Kitty's chest felt tight, like she had just survived something delicate and still managed to break it.
The rumor chapter begins
That night, the campus forum exploded.
It didn't happen all at once. It never did.
It started with one anonymous post.
Title: "Queen Selection: Candidate Tea"
The post was short.
"Health track candidates already acting like celebrities. Heard there's drama. Screenshots soon."
Within minutes, replies stacked.
"Drop the screenshots.""Which candidate?""Is it the calm one or the sharp one?""Not surprised if it's the boy involved."

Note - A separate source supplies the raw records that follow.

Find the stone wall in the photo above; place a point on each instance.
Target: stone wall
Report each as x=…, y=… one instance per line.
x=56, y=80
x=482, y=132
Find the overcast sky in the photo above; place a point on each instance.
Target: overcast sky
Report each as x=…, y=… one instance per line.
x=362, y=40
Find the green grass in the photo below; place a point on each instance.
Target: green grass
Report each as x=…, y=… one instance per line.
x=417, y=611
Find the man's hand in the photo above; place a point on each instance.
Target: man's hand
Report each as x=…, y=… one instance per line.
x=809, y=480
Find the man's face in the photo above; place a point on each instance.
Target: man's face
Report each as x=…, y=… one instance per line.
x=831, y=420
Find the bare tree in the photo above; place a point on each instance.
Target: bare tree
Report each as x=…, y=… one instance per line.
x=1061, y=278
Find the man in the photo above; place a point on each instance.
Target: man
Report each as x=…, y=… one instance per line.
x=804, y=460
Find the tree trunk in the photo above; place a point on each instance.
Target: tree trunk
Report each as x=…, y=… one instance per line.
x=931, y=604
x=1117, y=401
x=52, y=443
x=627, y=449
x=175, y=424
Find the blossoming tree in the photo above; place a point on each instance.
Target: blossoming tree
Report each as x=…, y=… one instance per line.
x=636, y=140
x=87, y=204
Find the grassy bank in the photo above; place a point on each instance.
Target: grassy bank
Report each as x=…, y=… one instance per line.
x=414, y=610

Then the first "evidence" appeared.
A blurry photo.
Taken through glass.
You could see two silhouettes outside near a courtyard pillar. Close, but not touching. One looked like a girl with long hair. The other looked like a guy with his hands in his pockets.
No faces.
No sound.
But the caption did what captions always do.
"Look how close they are. That's not 'just talking.'"
Another post followed.
Someone edited the image, brightened it, zoomed it, circled their "distance," drew arrows like it was a crime scene.
Someone replied, "I told you. She's already got him."
A third person wrote, "Which one is she? Kitty or June?"
Then another account, also anonymous, answered with confidence.
"It's Kitty. June would never stand like that."
June saw it at midnight.
She wasn't searching for it.
She was tagged in a private message.
A screenshot from a classmate she didn't even like.
"Girl… forum is wild."
June stared at the blurred photo.
Her chest tightened.
Not because the photo proved anything.
Because it proved how quickly people would decide.
She typed back two words.
"Ignore it."
Then she stared at the image again.
The arrow. The circle. The caption.
A rumor was not truth.
But rumor was powerful because it didn't need truth.
It only needed attention.
June's fingers hovered over her phone.
She wanted to message XH.
She wanted to say, "Be careful."
She wanted to say, "Don't talk to her outside again."
She wanted to say, "Do you know what people are doing?"
She wanted to say, "Are you choosing her?"
She didn't send anything.
Because pride is also a type of silence.
Across campus, Kitty also saw it.
NC sent it with a single message.
"Don't look. But it's already spreading."
Kitty's hands trembled slightly as she stared at the photo.
She looked like a silhouette.
A symbol.
Not a person.
Kitty's first instinct was to pray.
Not for the forum to stop.
For her heart to stay clean.
Then her phone buzzed.
XH.
"You saw it?"
Kitty stared at his message for a long time.
Then she typed.
"Yes."
XH replied quickly.
"I'm sorry."
Kitty's throat tightened.
She typed slowly, carefully.
"You don't have to apologize for standing near me."
A pause.
Then XH: "I'm not apologizing for that. I'm apologizing because you didn't deserve to be turned into entertainment."
Kitty blinked hard.
Her vision blurred slightly.
She did not let herself cry.
Not yet.
She typed back.
"Neither did June."
XH didn't reply immediately.
When he did, the message was short.
"I know."
The ending beat
Before sleeping, June stood by her window, looking out at the gray sky.
Still no rain.
The air felt wrong.
She thought about Kitty's voice in the corridor earlier. Soft. Honest. Trying.
She thought about her own words.
Control.Mine.Lose it.
June pressed a hand to her chest.
She didn't want to hate Kitty.
She didn't even want to compete like this.
But the campus had turned it into a battlefield, and June had never been raised to walk away from battles.
Her phone buzzed again.
Another forum screenshot.
A new caption, bolder.
"Queen Selection is not about crowns. It's about who gets him."
June's jaw tightened.
She whispered into the quiet room, voice barely audible.
"They don't get to write my story."
Across campus, Kitty lay in bed, phone face down beside her pillow.
She whispered her own sentence into the darkness.
"Please let me stay kind."
Two girls, two prayers, one spotlight.
And a campus that fed on rumors like it was starving.
The story was tightening.
Not because someone had kissed.
Because everyone was waiting for someone to break.